Toit removes the indentation of a multi-line string. It looks for the line with the smallest indentation and removes that amount of indentation for each line.

If a space (or several spaces) are needed in front of each line, use \s to indicate to the compiler that this space shouldn't be seen as indentation.

main:
  str1 := """
    foo"""
  str2 := """
    \sfoo"""
  print "[" + str1 + "]"  // >> [foo]
  print "[" + str2 + "]"  // >> [ foo]

Note that multi-line strings frequently end with a newline anyway, in which case the last line can be used to indicate how much the indentation is:

main:
  print """
    foo
    bar
  """ // <== indented less than the previous lines. As such
      // it gives the indentation for the other lines.

  print """
    foo
    bar
    """

This results in the output:

  foo
  bar
foo
bar

Long string literals

Triple-quoting can also be used for very long strings that don't necessarily contain newlines. In this case you end each line with a backslash, which will cause the parser to ignore the newline at the end of the line.

You should start the string with a non-escaped newline that will be ignored in accordance with the above rules for triple quoted strings.
main:
  print """
    This is a very long line that goes on \
    and on for a very long time. It's easier \
    to put any spaces at the end of the line, \
    but you can put them at the start,\
     making use of the usual\
     indentation-removing rules \
    for triple-quoted strings."""

This prints

This is a very long line that goes on and on for a very long time. It's easier to put any spaces at the end of the line, but you can put them at the start, making use of the usual indentation-removing rules for triple-quoted strings.

String interpolation

Using the dollar sign ('$') we can interpolate variables and other expressions into strings:

// Print:
//   Little pig 1
//   Little pig 2
//   Little pig 3
main:
  for i := 1; i <= 3; i++:
    print "  Little pig $i"

The variable after the dollar sign is turned into a string by calling its stringify method. The variable stops at the first non-alpha-numeric character, but the expression can be extended using dot or [] notation:

main:
  i := 42
  print "Level $i, the band."        // >> Level 42, the band.
  j := -42
  print "Level $j.abs, the band."    // >> Level 42, the band.
  list := [0, 42, 103]
  print "Level $list[1], the band."  // >> Level 42, the band.

If the variable is followed immediately by alphanumeric characters or we want a more complicated interpolation expression we can put parentheses, (), around an arbitrary expression:

main:
  print "Level $(6 * 7), the band." // >> Level 42, the band.
  j := -42
  print "Level $(-j), the band."    // >> Level 42, the band.
  i := 42
  print "Almost $(i)mm."            // >> Almost 42mm.

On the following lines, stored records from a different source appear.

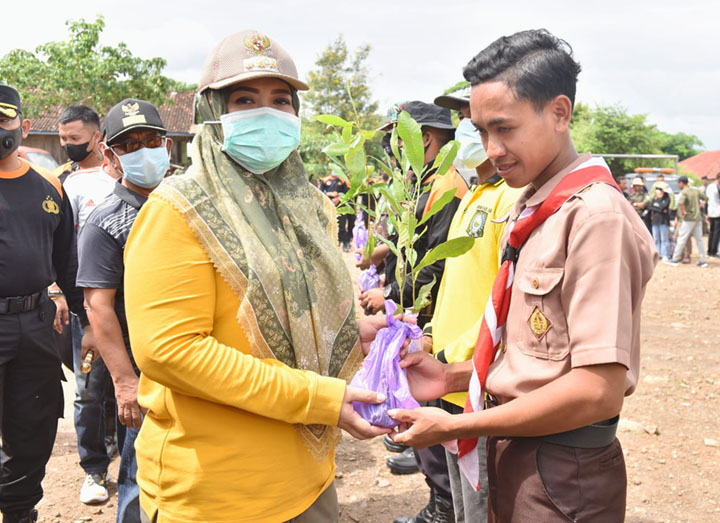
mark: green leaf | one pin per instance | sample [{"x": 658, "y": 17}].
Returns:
[
  {"x": 446, "y": 156},
  {"x": 336, "y": 149},
  {"x": 411, "y": 135},
  {"x": 368, "y": 134},
  {"x": 448, "y": 249},
  {"x": 355, "y": 162},
  {"x": 331, "y": 119},
  {"x": 422, "y": 299},
  {"x": 439, "y": 204},
  {"x": 394, "y": 144},
  {"x": 347, "y": 135}
]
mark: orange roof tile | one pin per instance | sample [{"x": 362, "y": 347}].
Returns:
[{"x": 707, "y": 163}]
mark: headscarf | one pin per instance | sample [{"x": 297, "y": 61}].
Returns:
[{"x": 272, "y": 237}]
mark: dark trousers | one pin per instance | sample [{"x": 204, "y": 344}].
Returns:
[
  {"x": 714, "y": 236},
  {"x": 532, "y": 481},
  {"x": 31, "y": 401},
  {"x": 433, "y": 464},
  {"x": 345, "y": 225}
]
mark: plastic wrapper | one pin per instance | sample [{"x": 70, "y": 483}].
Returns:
[
  {"x": 359, "y": 235},
  {"x": 369, "y": 279},
  {"x": 381, "y": 370}
]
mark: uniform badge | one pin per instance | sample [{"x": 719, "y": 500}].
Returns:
[
  {"x": 476, "y": 228},
  {"x": 132, "y": 115},
  {"x": 50, "y": 207},
  {"x": 258, "y": 45},
  {"x": 539, "y": 323}
]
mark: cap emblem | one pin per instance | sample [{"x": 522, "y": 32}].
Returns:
[
  {"x": 131, "y": 109},
  {"x": 257, "y": 44}
]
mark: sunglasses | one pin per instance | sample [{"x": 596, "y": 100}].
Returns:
[{"x": 151, "y": 142}]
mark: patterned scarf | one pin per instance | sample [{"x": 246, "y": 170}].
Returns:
[
  {"x": 496, "y": 310},
  {"x": 272, "y": 238}
]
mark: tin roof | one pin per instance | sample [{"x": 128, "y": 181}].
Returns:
[{"x": 176, "y": 114}]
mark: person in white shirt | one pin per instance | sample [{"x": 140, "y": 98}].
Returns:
[
  {"x": 86, "y": 189},
  {"x": 712, "y": 191}
]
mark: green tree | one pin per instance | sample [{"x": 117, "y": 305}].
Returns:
[
  {"x": 338, "y": 86},
  {"x": 80, "y": 70}
]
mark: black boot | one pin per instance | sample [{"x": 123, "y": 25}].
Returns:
[
  {"x": 426, "y": 514},
  {"x": 444, "y": 510},
  {"x": 403, "y": 463},
  {"x": 21, "y": 516}
]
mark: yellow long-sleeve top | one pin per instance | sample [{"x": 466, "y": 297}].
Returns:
[
  {"x": 468, "y": 279},
  {"x": 219, "y": 442}
]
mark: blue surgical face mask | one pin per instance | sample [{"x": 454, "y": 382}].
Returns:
[
  {"x": 260, "y": 139},
  {"x": 145, "y": 167},
  {"x": 471, "y": 152}
]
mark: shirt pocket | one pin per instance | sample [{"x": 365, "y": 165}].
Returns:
[{"x": 544, "y": 331}]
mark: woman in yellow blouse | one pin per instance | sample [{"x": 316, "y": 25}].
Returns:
[{"x": 241, "y": 312}]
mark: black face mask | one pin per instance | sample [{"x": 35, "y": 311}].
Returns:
[
  {"x": 9, "y": 141},
  {"x": 77, "y": 153}
]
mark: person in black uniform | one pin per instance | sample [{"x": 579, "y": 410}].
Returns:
[
  {"x": 334, "y": 188},
  {"x": 37, "y": 247}
]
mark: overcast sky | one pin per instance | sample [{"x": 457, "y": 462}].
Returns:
[{"x": 656, "y": 57}]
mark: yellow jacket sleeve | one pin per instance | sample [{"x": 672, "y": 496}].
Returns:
[{"x": 171, "y": 290}]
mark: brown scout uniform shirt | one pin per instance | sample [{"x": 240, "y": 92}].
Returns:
[{"x": 578, "y": 286}]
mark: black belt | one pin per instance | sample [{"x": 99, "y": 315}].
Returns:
[
  {"x": 17, "y": 304},
  {"x": 593, "y": 436}
]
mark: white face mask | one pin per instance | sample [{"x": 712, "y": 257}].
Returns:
[{"x": 471, "y": 152}]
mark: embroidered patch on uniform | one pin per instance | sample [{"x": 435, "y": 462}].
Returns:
[
  {"x": 50, "y": 207},
  {"x": 539, "y": 323},
  {"x": 476, "y": 228},
  {"x": 260, "y": 63}
]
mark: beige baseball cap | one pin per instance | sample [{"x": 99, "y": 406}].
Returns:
[{"x": 246, "y": 55}]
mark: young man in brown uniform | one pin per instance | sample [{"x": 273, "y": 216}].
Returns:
[{"x": 560, "y": 346}]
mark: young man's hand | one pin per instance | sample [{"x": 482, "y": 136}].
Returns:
[
  {"x": 423, "y": 427},
  {"x": 426, "y": 376},
  {"x": 129, "y": 412},
  {"x": 62, "y": 314},
  {"x": 351, "y": 422},
  {"x": 88, "y": 344}
]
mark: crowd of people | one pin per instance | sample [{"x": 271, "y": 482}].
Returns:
[{"x": 220, "y": 327}]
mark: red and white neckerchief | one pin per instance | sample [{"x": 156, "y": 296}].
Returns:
[{"x": 593, "y": 171}]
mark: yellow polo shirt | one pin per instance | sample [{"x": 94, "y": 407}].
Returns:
[
  {"x": 220, "y": 441},
  {"x": 468, "y": 279}
]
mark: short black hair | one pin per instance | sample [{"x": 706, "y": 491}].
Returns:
[
  {"x": 536, "y": 65},
  {"x": 83, "y": 113}
]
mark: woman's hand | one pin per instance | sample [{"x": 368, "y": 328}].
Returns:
[
  {"x": 351, "y": 422},
  {"x": 373, "y": 300}
]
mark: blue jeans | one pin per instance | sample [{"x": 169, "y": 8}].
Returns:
[
  {"x": 662, "y": 239},
  {"x": 90, "y": 407},
  {"x": 128, "y": 490}
]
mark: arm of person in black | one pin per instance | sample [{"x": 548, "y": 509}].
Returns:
[
  {"x": 65, "y": 260},
  {"x": 437, "y": 231}
]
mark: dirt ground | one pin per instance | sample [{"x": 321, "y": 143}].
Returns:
[{"x": 670, "y": 430}]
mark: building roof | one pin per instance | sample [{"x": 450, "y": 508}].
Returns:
[
  {"x": 176, "y": 114},
  {"x": 707, "y": 163}
]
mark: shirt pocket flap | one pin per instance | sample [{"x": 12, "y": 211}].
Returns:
[{"x": 539, "y": 282}]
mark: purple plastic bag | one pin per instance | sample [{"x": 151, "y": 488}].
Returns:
[
  {"x": 359, "y": 234},
  {"x": 381, "y": 371},
  {"x": 369, "y": 279}
]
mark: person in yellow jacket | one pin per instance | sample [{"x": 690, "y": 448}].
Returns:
[
  {"x": 240, "y": 312},
  {"x": 466, "y": 283}
]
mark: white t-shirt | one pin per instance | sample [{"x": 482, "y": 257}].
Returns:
[
  {"x": 86, "y": 189},
  {"x": 712, "y": 191}
]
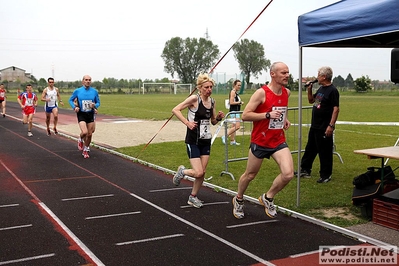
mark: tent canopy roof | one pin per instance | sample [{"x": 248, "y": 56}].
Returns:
[{"x": 351, "y": 23}]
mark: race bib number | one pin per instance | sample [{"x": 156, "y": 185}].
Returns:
[
  {"x": 278, "y": 123},
  {"x": 29, "y": 102},
  {"x": 51, "y": 101},
  {"x": 205, "y": 129},
  {"x": 86, "y": 105}
]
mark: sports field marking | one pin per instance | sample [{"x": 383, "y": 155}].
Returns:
[
  {"x": 198, "y": 228},
  {"x": 9, "y": 205},
  {"x": 148, "y": 239},
  {"x": 55, "y": 220},
  {"x": 206, "y": 204},
  {"x": 112, "y": 215},
  {"x": 27, "y": 259},
  {"x": 253, "y": 223},
  {"x": 88, "y": 197},
  {"x": 15, "y": 227}
]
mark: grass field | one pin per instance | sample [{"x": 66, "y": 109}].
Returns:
[{"x": 314, "y": 198}]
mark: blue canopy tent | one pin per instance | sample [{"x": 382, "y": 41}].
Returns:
[{"x": 347, "y": 24}]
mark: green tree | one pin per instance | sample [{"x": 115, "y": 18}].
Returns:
[
  {"x": 188, "y": 58},
  {"x": 251, "y": 59},
  {"x": 349, "y": 81},
  {"x": 292, "y": 85},
  {"x": 339, "y": 81},
  {"x": 363, "y": 84}
]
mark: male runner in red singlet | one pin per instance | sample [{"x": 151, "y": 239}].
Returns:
[
  {"x": 28, "y": 102},
  {"x": 268, "y": 109}
]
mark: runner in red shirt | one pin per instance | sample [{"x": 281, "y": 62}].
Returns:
[
  {"x": 28, "y": 102},
  {"x": 268, "y": 109}
]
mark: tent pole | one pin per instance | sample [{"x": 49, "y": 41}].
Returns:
[{"x": 299, "y": 129}]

The string interpolation feature also has support for some printf-style formatting options. Unlike printf the formatting directives are directly adjacent to the value they are formatting, so there is no need to count function arguments:

import math show PI

main:
  // %f can be used to specify the number of decimals for
  // floating point numbers:
  print "PI $(%.2f PI)"         // >> 3.14
  // %x is for hexadecimal numbers:
  print "In hex 0x$(%x 42)."    // >> In hex 0x2a.
  // %02x pads a hex number with zeros:
  print "CR is 0x$(%02x 0xd)."  // >> CR is 0x0d.
  // %4d pads a decimal number with spaces:
  // Prints:
  // >   0<
  // >   1<
  // >   8<
  // >  27<
  // >  64<
  // > 125<
  6.repeat:
    print ">$(%4d it * it * it)<"
  // %c inserts a character by its Unicode code point (rune):
  // Prints: Life, the Universe and *.
  print "Life, the Universe and $(%c 42)."
  // %o writes in octal:
  print "The VAX answer: $(%03o 42)." // >> The VAX answer: 052.

For other bases than 8, 10, and 16, see stringify.

The full set of formatting options includes left-padding, and center-padding. See the documentation on the static string method, format.